Clinical value of particle therapy with proton beams, heavy ion beams and fast neutron beams, and production of practical unit in these particle treatment were investigated successfully with discussion on mainly clinical basis with radiotherapists and radiophysicists at the most active institutions for the particle therapy in the United States of America namely Massachusetts General Hospital in Boston, Memorial Center in New York, Lawrence Berkeley Laboratory in Berkeley, University of Washington Hospital in Seattle. The results of investigation are as follows,
1. Proton beam irradiation could be taken in cancer therapy field as a main particle treatment technique in at least next ten years. Because proton beam treatment is safe and easy to manage with good result and minimal radiation injury and also irradiation unit for clinical purpose may be produced with rather small, compact volume and with reasonable cost for maintenance.

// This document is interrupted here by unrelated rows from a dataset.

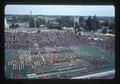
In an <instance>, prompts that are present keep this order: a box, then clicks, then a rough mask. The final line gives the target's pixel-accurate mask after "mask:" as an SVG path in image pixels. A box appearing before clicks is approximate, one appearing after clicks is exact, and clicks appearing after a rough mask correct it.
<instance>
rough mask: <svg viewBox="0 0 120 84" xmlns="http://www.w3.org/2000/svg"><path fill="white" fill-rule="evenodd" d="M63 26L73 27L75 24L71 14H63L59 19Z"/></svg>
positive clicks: (58, 21)
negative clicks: (65, 15) (66, 14)
mask: <svg viewBox="0 0 120 84" xmlns="http://www.w3.org/2000/svg"><path fill="white" fill-rule="evenodd" d="M57 21H58V22H59V24H60V25H61V26H65V27H71V26H73V24H74V23H73V18H71V17H70V16H63V17H61V18H59V19H58V20H57Z"/></svg>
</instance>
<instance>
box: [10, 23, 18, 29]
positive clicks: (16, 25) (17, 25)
mask: <svg viewBox="0 0 120 84" xmlns="http://www.w3.org/2000/svg"><path fill="white" fill-rule="evenodd" d="M17 27H19V25H18V24H14V23H12V24H11V26H10V28H12V29H14V28H17Z"/></svg>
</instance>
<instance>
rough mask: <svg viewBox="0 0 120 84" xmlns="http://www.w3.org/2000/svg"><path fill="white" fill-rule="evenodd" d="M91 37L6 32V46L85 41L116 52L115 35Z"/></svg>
mask: <svg viewBox="0 0 120 84" xmlns="http://www.w3.org/2000/svg"><path fill="white" fill-rule="evenodd" d="M89 37H90V36H78V35H76V34H74V33H72V32H41V33H36V34H34V33H29V34H27V33H14V34H13V33H5V48H7V49H29V48H35V47H36V46H34V44H35V43H37V44H38V48H41V47H44V46H69V45H77V44H81V43H83V44H88V45H92V46H96V47H97V48H99V49H102V50H105V51H109V52H111V53H114V47H115V46H114V45H115V44H114V41H115V38H114V37H105V38H102V40H101V39H98V40H94V39H89ZM94 37H95V36H94ZM94 37H92V38H94ZM91 43H92V44H91Z"/></svg>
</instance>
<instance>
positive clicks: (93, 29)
mask: <svg viewBox="0 0 120 84" xmlns="http://www.w3.org/2000/svg"><path fill="white" fill-rule="evenodd" d="M97 29H100V22H99V19H98V18H97V17H96V16H93V30H95V31H96V30H97Z"/></svg>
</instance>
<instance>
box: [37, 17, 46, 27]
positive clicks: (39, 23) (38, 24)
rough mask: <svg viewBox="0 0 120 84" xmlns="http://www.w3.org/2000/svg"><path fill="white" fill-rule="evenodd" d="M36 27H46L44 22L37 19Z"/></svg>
mask: <svg viewBox="0 0 120 84" xmlns="http://www.w3.org/2000/svg"><path fill="white" fill-rule="evenodd" d="M36 25H37V27H40V25H46V21H45V20H44V19H42V18H38V19H37V20H36Z"/></svg>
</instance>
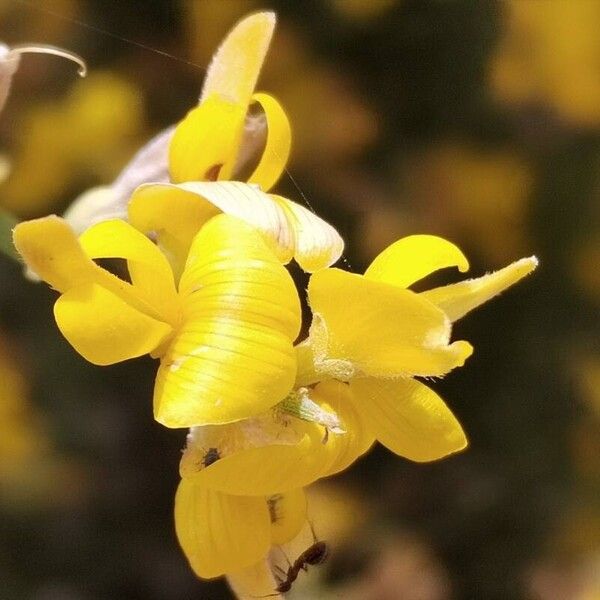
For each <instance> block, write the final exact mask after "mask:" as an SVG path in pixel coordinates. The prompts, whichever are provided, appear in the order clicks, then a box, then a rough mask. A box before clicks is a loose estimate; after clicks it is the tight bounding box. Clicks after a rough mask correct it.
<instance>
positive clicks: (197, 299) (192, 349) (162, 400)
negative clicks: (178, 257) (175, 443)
mask: <svg viewBox="0 0 600 600" xmlns="http://www.w3.org/2000/svg"><path fill="white" fill-rule="evenodd" d="M179 292H180V296H181V302H182V306H183V311H184V323H183V325H182V327H181V328H180V329H179V331H178V334H177V336H176V338H175V339H174V341H173V343H172V344H171V346H170V347H169V348H168V349H167V351H166V353H165V355H164V356H163V358H162V361H161V366H160V369H159V372H158V376H157V380H156V386H155V395H154V409H155V417H156V419H157V420H158V421H159V422H161V423H163V424H164V425H167V426H168V427H192V426H194V425H204V424H211V423H213V424H214V423H228V422H231V421H236V420H239V419H244V418H247V417H250V416H253V415H256V414H259V413H261V412H264V411H265V410H267V409H268V408H270V407H271V406H273V405H274V404H276V403H277V402H279V401H280V400H282V399H283V398H284V397H285V396H286V395H287V394H288V392H289V391H290V390H291V387H292V385H293V383H294V378H295V375H296V360H295V352H294V350H293V346H292V342H293V340H294V339H295V338H296V336H297V335H298V331H299V327H300V302H299V299H298V294H297V292H296V289H295V287H294V283H293V281H292V279H291V277H290V275H289V273H288V272H287V271H286V270H285V268H284V267H282V266H281V264H280V263H279V262H278V261H277V259H276V258H275V257H274V256H273V255H272V253H271V252H270V251H269V249H268V248H267V247H266V246H265V244H264V243H263V241H262V239H261V237H260V236H259V235H258V234H257V233H256V232H255V231H254V230H253V229H252V228H251V227H249V226H248V225H246V224H245V223H243V222H242V221H240V220H239V219H235V218H233V217H229V216H227V215H219V216H217V217H215V218H214V219H212V220H211V221H210V222H209V223H207V224H206V225H205V226H204V227H203V228H202V230H201V231H200V233H199V234H198V235H197V236H196V238H195V239H194V242H193V244H192V247H191V249H190V255H189V258H188V262H187V264H186V268H185V271H184V274H183V276H182V278H181V282H180V286H179Z"/></svg>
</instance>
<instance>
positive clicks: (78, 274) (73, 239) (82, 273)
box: [13, 215, 97, 292]
mask: <svg viewBox="0 0 600 600" xmlns="http://www.w3.org/2000/svg"><path fill="white" fill-rule="evenodd" d="M13 240H14V244H15V247H16V248H17V250H18V252H19V254H20V255H21V256H22V257H23V259H24V260H25V262H26V263H27V265H28V266H29V268H30V269H31V270H32V271H33V272H34V273H35V274H36V275H38V276H39V277H40V279H43V280H44V281H46V282H47V283H48V284H50V285H51V286H52V287H53V288H54V289H55V290H57V291H59V292H62V291H65V290H67V289H69V288H70V287H71V286H74V285H78V284H81V283H88V282H91V281H93V280H94V279H95V277H96V275H97V270H96V266H95V265H94V263H93V262H92V261H91V260H90V259H89V258H88V257H87V256H86V255H85V253H84V252H83V250H82V249H81V246H80V245H79V242H78V241H77V237H76V236H75V234H74V233H73V230H72V229H71V228H70V227H69V225H68V224H67V223H66V221H64V220H63V219H61V218H59V217H57V216H55V215H51V216H49V217H44V218H42V219H34V220H32V221H24V222H23V223H19V224H18V225H17V226H16V227H15V229H14V232H13Z"/></svg>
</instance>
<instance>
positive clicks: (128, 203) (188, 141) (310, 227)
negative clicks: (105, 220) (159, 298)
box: [70, 12, 343, 272]
mask: <svg viewBox="0 0 600 600" xmlns="http://www.w3.org/2000/svg"><path fill="white" fill-rule="evenodd" d="M274 27H275V15H274V14H273V13H270V12H263V13H256V14H254V15H250V16H249V17H246V18H245V19H243V20H242V21H240V22H239V23H238V24H237V25H236V26H235V27H234V28H233V29H232V31H231V32H230V33H229V35H228V36H227V37H226V39H225V40H224V41H223V43H222V44H221V46H220V48H219V49H218V51H217V52H216V54H215V56H214V58H213V61H212V63H211V65H210V67H209V69H208V73H207V76H206V79H205V82H204V87H203V91H202V95H201V98H200V103H199V105H198V106H197V107H196V108H194V109H192V110H191V111H190V113H189V114H188V115H187V116H186V117H185V118H184V119H183V120H182V121H181V122H180V123H179V124H178V125H177V126H176V128H175V130H174V132H173V133H172V134H171V132H170V131H168V132H164V133H163V134H161V135H160V136H158V137H157V138H155V139H154V140H153V141H152V142H151V143H150V145H149V146H148V147H147V149H144V150H142V151H141V152H140V153H139V154H138V156H137V157H136V158H134V160H133V161H132V163H131V166H130V167H128V169H126V170H125V172H124V173H123V174H122V176H121V177H120V178H119V180H118V181H117V182H115V184H114V186H113V188H112V189H107V188H100V189H99V190H97V191H95V192H94V193H93V194H87V195H86V196H84V197H82V198H81V200H80V201H78V202H76V204H75V205H74V206H73V207H72V209H71V211H70V214H71V215H72V216H73V218H74V219H75V222H76V224H77V226H78V227H79V228H82V229H83V228H84V227H85V226H86V225H88V224H90V223H92V222H98V221H101V220H103V219H105V218H114V217H115V216H119V217H120V218H128V219H129V221H130V222H131V223H132V224H133V225H134V226H135V227H136V228H138V229H140V231H143V232H145V233H150V232H152V233H153V234H154V235H155V236H156V239H157V241H158V244H159V245H160V246H161V247H162V248H164V249H165V251H166V252H167V253H168V254H169V256H170V257H171V260H172V261H173V262H174V263H176V264H177V265H178V266H176V269H178V268H181V266H182V264H183V262H184V260H185V256H186V255H187V249H188V248H189V244H190V243H191V240H192V238H193V235H194V234H195V233H196V231H198V229H199V228H200V227H201V226H202V224H203V223H204V222H205V221H206V220H207V219H208V218H210V217H211V216H213V215H215V214H218V213H220V212H224V213H227V214H231V215H234V216H236V217H238V218H240V219H243V220H244V221H246V222H247V223H249V224H251V225H252V226H253V227H255V228H256V229H257V230H258V231H259V232H261V234H262V235H263V236H264V238H265V240H266V241H267V243H268V244H269V246H270V247H271V248H272V250H273V251H274V252H275V253H276V255H277V256H278V257H279V258H280V260H281V261H282V262H289V261H290V260H291V259H292V258H295V259H296V261H297V262H298V263H299V264H300V266H301V267H302V268H303V269H304V270H305V271H308V272H312V271H316V270H318V269H320V268H324V267H327V266H329V265H331V264H333V263H334V262H335V261H336V260H337V259H338V258H339V257H340V256H341V254H342V251H343V241H342V239H341V237H340V236H339V234H338V233H337V231H336V230H335V229H334V228H333V227H331V226H330V225H328V224H327V223H325V222H324V221H323V220H322V219H320V218H319V217H317V216H316V215H315V214H314V213H313V212H311V211H309V210H308V209H306V208H305V207H304V206H301V205H300V204H297V203H295V202H292V201H291V200H288V199H287V198H283V197H282V196H278V195H275V194H267V193H266V192H267V191H268V190H269V189H270V188H271V187H272V186H273V185H274V184H275V183H276V182H277V180H278V179H279V177H280V176H281V174H282V173H283V172H284V170H285V165H286V163H287V160H288V157H289V153H290V148H291V131H290V125H289V122H288V119H287V116H286V114H285V112H284V110H283V108H282V107H281V106H280V104H279V103H278V102H277V100H276V99H275V98H273V97H272V96H270V95H268V94H265V93H254V88H255V85H256V82H257V80H258V76H259V73H260V70H261V67H262V63H263V60H264V58H265V55H266V52H267V49H268V47H269V43H270V41H271V37H272V35H273V30H274ZM256 111H258V112H256ZM167 144H168V151H167V149H166V145H167ZM165 161H168V163H167V164H166V165H165V164H164V162H165ZM246 171H247V172H248V173H249V174H248V175H247V176H244V173H245V172H246ZM167 173H168V174H169V178H168V180H164V181H162V180H161V179H159V180H158V181H155V182H152V175H155V174H158V175H164V176H165V178H166V175H167ZM139 184H143V185H140V186H139V187H138V188H137V189H135V191H133V194H132V195H131V198H129V194H130V193H131V191H132V190H133V187H135V185H139ZM123 192H126V193H125V194H124V193H123Z"/></svg>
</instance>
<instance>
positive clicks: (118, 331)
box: [54, 283, 172, 365]
mask: <svg viewBox="0 0 600 600" xmlns="http://www.w3.org/2000/svg"><path fill="white" fill-rule="evenodd" d="M54 316H55V318H56V323H57V325H58V328H59V329H60V331H61V332H62V334H63V335H64V336H65V338H66V339H67V340H68V342H69V343H70V344H71V345H72V346H73V347H74V348H75V350H77V352H79V354H81V355H82V356H83V357H84V358H85V359H87V360H89V361H90V362H91V363H94V364H96V365H109V364H113V363H116V362H120V361H122V360H127V359H129V358H134V357H136V356H142V355H143V354H148V353H149V352H152V351H153V350H154V349H155V348H157V347H158V346H159V345H161V344H162V343H163V342H164V341H165V340H166V339H167V338H168V337H169V335H171V333H172V328H171V326H170V325H168V324H167V323H162V322H160V321H157V320H156V319H153V318H151V317H149V316H147V315H145V314H143V313H141V312H139V311H138V310H136V309H135V308H132V307H131V306H130V305H129V304H127V303H126V302H124V301H123V300H122V299H121V298H119V297H118V296H116V295H115V294H113V293H111V292H109V291H108V290H106V289H105V288H103V287H101V286H99V285H96V284H93V283H88V284H82V285H79V286H76V287H73V288H71V289H70V290H68V291H67V292H65V293H64V294H63V295H62V296H61V297H60V298H59V299H58V300H57V301H56V304H55V305H54Z"/></svg>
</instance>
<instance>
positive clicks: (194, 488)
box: [175, 479, 271, 579]
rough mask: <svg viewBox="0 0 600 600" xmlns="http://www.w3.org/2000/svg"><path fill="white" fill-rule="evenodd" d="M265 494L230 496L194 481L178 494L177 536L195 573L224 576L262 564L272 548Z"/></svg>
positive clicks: (184, 551) (176, 525)
mask: <svg viewBox="0 0 600 600" xmlns="http://www.w3.org/2000/svg"><path fill="white" fill-rule="evenodd" d="M270 529H271V523H270V519H269V511H268V509H267V505H266V502H265V499H264V498H246V497H243V496H228V495H225V494H221V493H219V492H215V491H214V490H210V489H207V488H205V487H204V486H202V485H200V484H197V483H196V482H194V481H192V480H190V479H184V480H182V481H181V482H180V484H179V488H178V489H177V494H176V496H175V530H176V532H177V539H178V540H179V543H180V544H181V547H182V549H183V551H184V553H185V555H186V557H187V559H188V560H189V562H190V565H191V567H192V569H193V570H194V572H195V573H196V575H198V576H199V577H203V578H207V579H208V578H212V577H220V576H221V575H224V574H225V573H230V572H235V571H239V570H241V569H244V568H245V567H249V566H250V565H253V564H255V563H257V562H258V561H259V560H260V559H261V558H263V557H264V556H265V555H266V554H267V552H268V551H269V547H270V543H271V532H270Z"/></svg>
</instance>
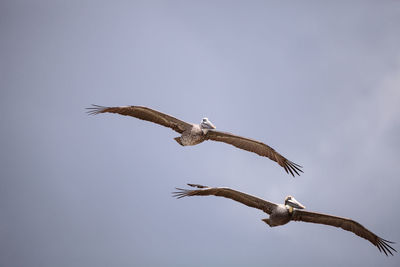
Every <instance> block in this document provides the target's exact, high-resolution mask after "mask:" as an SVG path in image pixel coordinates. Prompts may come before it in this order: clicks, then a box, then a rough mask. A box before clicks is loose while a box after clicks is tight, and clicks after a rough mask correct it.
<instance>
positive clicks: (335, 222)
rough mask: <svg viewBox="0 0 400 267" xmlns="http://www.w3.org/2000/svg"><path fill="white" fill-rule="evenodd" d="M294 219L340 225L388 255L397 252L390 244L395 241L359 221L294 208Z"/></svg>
mask: <svg viewBox="0 0 400 267" xmlns="http://www.w3.org/2000/svg"><path fill="white" fill-rule="evenodd" d="M292 220H293V221H303V222H311V223H319V224H326V225H331V226H335V227H340V228H342V229H344V230H346V231H350V232H353V233H355V234H356V235H358V236H360V237H362V238H365V239H367V240H368V241H370V242H371V243H372V244H374V246H376V247H377V248H378V249H379V251H381V252H384V253H385V254H386V255H388V253H390V254H391V255H393V251H395V252H397V251H396V250H395V249H394V248H393V247H391V246H390V244H393V242H391V241H388V240H385V239H383V238H380V237H379V236H377V235H375V234H374V233H372V232H371V231H369V230H368V229H367V228H365V227H364V226H362V225H361V224H359V223H358V222H356V221H353V220H351V219H347V218H341V217H336V216H332V215H327V214H321V213H316V212H309V211H304V210H294V212H293V215H292Z"/></svg>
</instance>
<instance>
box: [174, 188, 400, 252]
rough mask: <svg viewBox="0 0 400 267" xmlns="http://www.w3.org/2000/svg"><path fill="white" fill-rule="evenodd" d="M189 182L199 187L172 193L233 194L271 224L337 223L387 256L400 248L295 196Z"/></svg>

2. Heavy ion beam treatment may obtain better tumor control than proton beams. However, there is still many problems to be investigated in clinical and fundamental basis. And also treatment unit for this particle is difficult to be produced with suitable size to install in ordinary hospital in this moment. Therefore, heavy ion therapy requires more time to be used for practical purpose.
3. Fast neutron therapy has more than ten years history on clinical use. However, treatment unit is to be improved to get reasonable dose distributions to decrease its late radiation injury.